As you see, script parse image correctly. But Tesseract didnt see anything in that PNG file. I am trying to specify additional parameters such as -psm and -l with shell command tesseract, but this also giving nothing

UPDATE: After read answer @Dave Cross, I am tried his suggestion.

In output I got:

http://perltest.adavice.com/captcha/1533141024.png
ocr_me.img
Tesseract Open Source OCR Engine v3.02.02 with Leptonica
[]
200Captcha text not specified
Original image file not specified
Captcha text not specified

Why I need text from image .PNG? Maybe this additional information can help you. Look at that: enter image description here

This is how $url looks like in browser. My goal here is create query for this page in wim using perl. For this I need fill in forms above my $user, $pass and $txt (from recognized with Tesseract image). And send that with POST 'url' (last string in code).


Solution

  • Several strange things going on here. Any one of them could be causing your problems.

    1. Having -X on your shebang line is a terrible idea. It explicitly turns off warnings. I suggest you remove it, add use warnings to your code and fix all the problems that reveals (I'd suggest adding use strict too, but you'd need to declare all of your variables).
    2. I'd recommend using LWP::Simple instead of shelling out to GET.
    3. Please don't use regexes to parse HTML. Use a real HTML parser instead. Web::Query is my current favourite.
    4. You then run GET again, using a variable called $txt that doesn't have a value. That's not going to work!
    5. $txt = 'cat ocr_result.txt' doesn't do what you think it does. You want backticks, not single quotes.

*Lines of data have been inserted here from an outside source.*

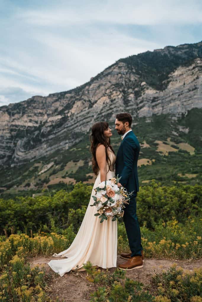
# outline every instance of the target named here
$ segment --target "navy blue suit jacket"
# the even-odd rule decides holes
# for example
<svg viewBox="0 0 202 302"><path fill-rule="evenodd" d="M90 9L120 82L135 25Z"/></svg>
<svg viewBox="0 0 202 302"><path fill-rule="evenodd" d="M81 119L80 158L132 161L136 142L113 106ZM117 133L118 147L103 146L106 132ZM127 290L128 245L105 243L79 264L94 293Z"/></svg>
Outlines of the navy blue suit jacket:
<svg viewBox="0 0 202 302"><path fill-rule="evenodd" d="M120 182L128 192L139 190L137 160L140 144L132 131L127 133L119 147L116 161L116 175L121 176Z"/></svg>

    Update: Obviously, I don't have access to your username or password, so I can't reconstruct all of your code. But this seems to work fine for accessing the image in your example and extracting the text from it.

    #!/usr/bin/perl
    
    use strict;
    use warnings;
    use feature 'say';
    
    use LWP::Simple;
    
    my $img_url  = 'http://perltest.adavice.com/captcha/1533110309.png';
    my $img_file = 'ocr_me.img';
    
    getstore($img_url, $img_file);
    
    my $txt = `tesseract $img_file stdout`;
    
    say $txt;
    

    Here's your actual error:

    system("tesseract ocr_me.img ocr_result");
    print "GET '$txt' > ocr_result.txt\n";
    system "GET '$txt' > ocr_result.txt";
    

    You ask tesseract to write its output to ocr_result.txt, but two lines later, you overwrite that file with the output of a failed call to GET. I'm not sure what you think that's going to do, but it will trash whatever output tesseract has already stored in that file.

    Updated Update:

    Here's my current version of the code:

    #!/usr/bin/perl
    use strict;
    use warnings;
    use feature 'say';
    use LWP::Simple qw[$ua get getstore];
    use File::Basename;
    ###
    my $user = 'xxxx'; #Enter your username here
    my $pass = 'xxxx'; #Enter your password here
    ###
    #Server settings
    my $home = "http://perltest.adavice.com";
    my $url = "$home/c/test.cgi?u=$user&p=$pass";
    #Get HTML code!
    my $html = get($url);
    my $img;
    ###Add code here!
    #Grab img from HTML code
    if ($html =~ m%img[^>]*src="(/[^"]*)"%s)
    {
        $img = $1;
    }
    my $img_url = $home . $img;
    my $img_file = 'ocr_me.img';
    
    getstore($img_url, $img_file);
    
    say $img_url;
    say $img_file;
    
    # Looks like tesseract adds two newlines to its output -
    # so chomp() it twice!
    chomp(my $txt = `tesseract ocr_me.img stdout`);
    chomp($txt);
    
    say "[$txt]";
    
    $txt =~ s/\W+//g;
    
    my $resp = $ua->post($url, {
      u    => $user,
      p    => $pass,
      file => basename($img),
      text => $txt,
    });
    
    print $resp->code;
    print $resp->content;
    

    I've changed a few things.

    1. Corrected $img_url from $url . $img to $home . $img (this is what was stopping it from getting the correct image).
    2. Switched to using LWP::Simple throughout (it's just easier).
    3. chomped (twice!) the output from tesseract to remove newlines.
    4. Used File::Basename to get the correct filename to pass in the final POST.
    5. Removed any non-word characters from $txt before POSTing it.

    It still doesn't quite work. It seems to hang waiting for a response from the server. But I'm afraid I've run out of time to help you.